Castellammare di Stabia. “La Dda voleva dimostrare che tutta Castellammare ‘puzzava’ di clan D’Alessandro. Non ce l’ha fatta”. E’ il commento quasi unanime degli avvocati dei 16 acquafrescai di via Duilio, assolti ieri “perché il fatto non sussiste” nel processo sulla presunta turbativa d’asta per l’assegnazione della gestione dei tradizionali chioschi all’Acqua della Madonna. Per tutti, l’accusa aveva chiesto la condanna a un anno e mezzo.
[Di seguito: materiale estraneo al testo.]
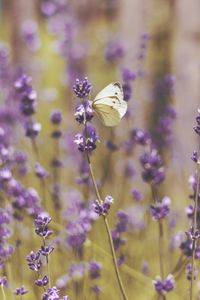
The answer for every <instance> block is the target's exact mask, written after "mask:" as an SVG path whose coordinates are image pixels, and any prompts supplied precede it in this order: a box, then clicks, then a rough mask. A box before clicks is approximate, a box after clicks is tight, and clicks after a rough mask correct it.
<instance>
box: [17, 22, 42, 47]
mask: <svg viewBox="0 0 200 300" xmlns="http://www.w3.org/2000/svg"><path fill="white" fill-rule="evenodd" d="M21 31H22V38H23V40H24V42H25V44H26V46H27V47H28V48H29V49H30V50H31V51H37V50H38V49H39V48H40V40H39V36H38V27H37V24H36V22H35V21H33V20H26V21H25V22H23V24H22V30H21Z"/></svg>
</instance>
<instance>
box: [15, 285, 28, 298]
mask: <svg viewBox="0 0 200 300" xmlns="http://www.w3.org/2000/svg"><path fill="white" fill-rule="evenodd" d="M27 293H28V291H27V290H26V289H25V288H24V287H23V286H22V287H20V288H16V290H15V291H14V295H15V296H23V295H25V294H27Z"/></svg>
Tra gli imputati anche il dirigente del Comune di Castellammare di Stabia, Lea Quintavalle, e i due dipendenti pubblici Michele Martone e Aniello Lamberti (intanto andato in
pensione). Anche loro, che avevano il compito di controllarne svolgimento ed esiti, sono stati scagionati dall’accusa di una “palese gara truccata” - così i pm della Procura di Torre Annunziata – “sospetta perché i partecipanti al bando, già gestori dei chioschi e legati da vincoli di parentela,  presentarono nello stesso giorno la medesima offerta”. Di 3.250 euro, su una base d’asta fissata invece a 3234.   

Lungo e complesso l’iter giudiziario. I 19 imputati, difesi da un folto collegio difensivo (composto tra gli altri dai legali Antonio de Martino e Alfonso Piscino), hanno infatti incassato l'assoluzione dopo un proscioglimento già ottenuto nel 2012. Poi il ricorso in Cassazione, vinto dalla Procura oplontina, e il successivo rinvio a giudizio da parte del giudice.

L’assegnazione dei 16 ristorantini in riva al mare fu definita “sospetta” anche dalla Commissione d’Accesso, insediatasi nel 2009 a Castellammare di Stabia dopo l’omicidio
di camorra del consigliere Pd Gino Tommasino.